Crying Manly Tears – The Confession of a Makkun Fan?

I love anime songs for some reason. I blame my weak will power under attack during a period in my life when I was impressionable (freshman in college).

I’ve spent some time thinking about it on various occasions–and often while listening to anison while doing that. The conclusion, every time, was pretty much that music (and creative expression as an outlet of my generally repressed personality) was a growing part of who I am. I find myself surrounded by it and it’s a black morass, an endless pit of artistic swirls paving the fun, enjoyable, but fruitless sinkhole of time and energy. Music is the language of the soul, but where is my soul going?

And I’m not alone. Things like MySpace speak volumes of the similar spiral towards destruction traced by countless others. Having some idea how a recording are made in this day and age we all question the authenticity of artistic expression in its most common mode–radio and CD recordings. The simple act of making music is mixed into the industry of producing music celebrities. It’s the timeless dilemma of a pursuit of truth and beauty.

Still, I believe people have this innate programming that makes us recognize truth as confronted by it, and praise those that are beautiful. Is why I cry manly tears of hotblooded courage while watching a JAM Project live? Is this why Heart Shaped Chant is so enthralling (and it’s not even my favorite Nana song)? Is that why XKCD is my favorite webcomic for some time? Or find fellow Asian-kins quitting their jobs in search of a living by using good ajax code and promoting the indie sort of fun? Is this why people care about that open letter?

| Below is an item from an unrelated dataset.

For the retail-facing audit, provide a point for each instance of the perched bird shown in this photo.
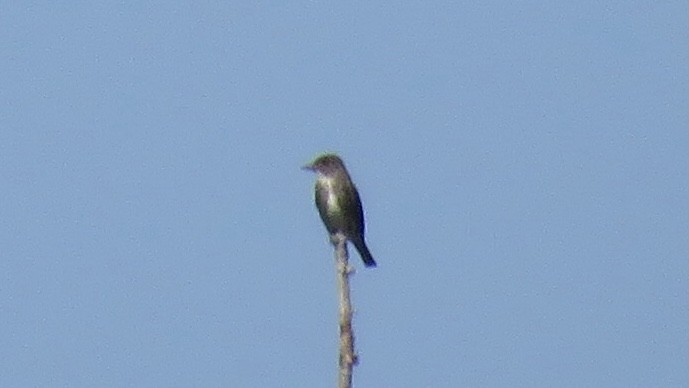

It’s silly. But it’s about soul. Maybe that’s what made me a Makkun fan in the first place. Being an oversea Makkun fan was hard as for a long time she was pretty much just your typical Star Child artist. Seeing her music evolve was interesting as she switched producers and tried to inject more of her personality in her works (at the cost of fans, probably). Eventually she slowly switched from a typical idol kind of promotion to a rock musician type of promotion. Some of it was corny but some of it was pretty fun too. It’s like she’s actually serious about this, but from my outsider perspective I don’t really know anything concrete.

But I think the anison scene can use more people like her. And people like the rest of JAM Project. And people who are willing to come together for passion and also for a living. I’m not sure why people like myself react to them the way I do. I’m not sure if anison is for people who are still kids inside. I’m not even sure if anison is something to be taken seriously. But for the passionate, the young-at-heart and the responsible folks out there, if they have a blast doing the thing they love and still make enough money to support themselves and be responsible human beings, well, then all the power to them.

And yeah, that is why the anison scene can use more Animelo Lives, as a corporate testimony of a meeting of spirits, of fire-branded souls screaming for joy at a festival of epic awesomeness.

6 Responses to “Crying Manly Tears – The Confession of a Makkun Fan?”

  • houkoholic

    Anison is serious business yo.

    I’m looking forward to JAM Project’s world tour just to see how far they can spread the passion behind anison.

  • omo

    I am not holding my breath, but at least by next summer I will be sufficiently funded to travel to their North American show no matter where they have it (maybe even in Mexico?). I just cannot miss the first Makkun US live and still have any kind of cred ;_;

    Hearing from the Brazilian-language folks, their show down there rocks the house just as much. I have no doubt that they will rock the house no matter where they go.

  • NegativeZero

    xkcd should be *everyone’s* favourite webcomic.

  • omo

    I can’t help myself for thinking that loving geek is not everyone’s bag. But you are right.

  • Star

    I understand very much your feelings. I feel the same your passion, but for Matsumoto Rica. And I love very much all the JAM Members too. I’m waiting anxiously for the schedule of the JAM Project World Flight 2008…

  • Ginga

    Hey, I know exactly what you’re going through. I’ve long felt that Makkun has a bit more “soul” in her music than you see with typical anison musicians … and groups like JAM Project just burst with that passion … the meeting of minds to produce not just songs for anime … but real MUSIC that speaks of the true artistic intention of the anime it’s produced for AS WELL as the artist (something I find lacking these days). I’ve been on board with Makkun since 1999, and I have watched her grow over the years. Some people found her change in style off-putting, but I was always amazed at how she tried to do different things, not settling into a rut but expanding her art into areas that don’t seem to “fit the mold”. If you look at the progression of her last three albums, you can truly appreciate how the style changes but the music remains HERS! God Speed has a techno-rock feel, airy but intense, evolution mixes genres but feels solid throughout, including the ballads, Masami Life feels like a salute to the past, bringing back some of the classic Makkun sound but weaving it in with the new style of which I’ve become so fond.

    … In other words, MAKKUN FOVEVER, BITCHES!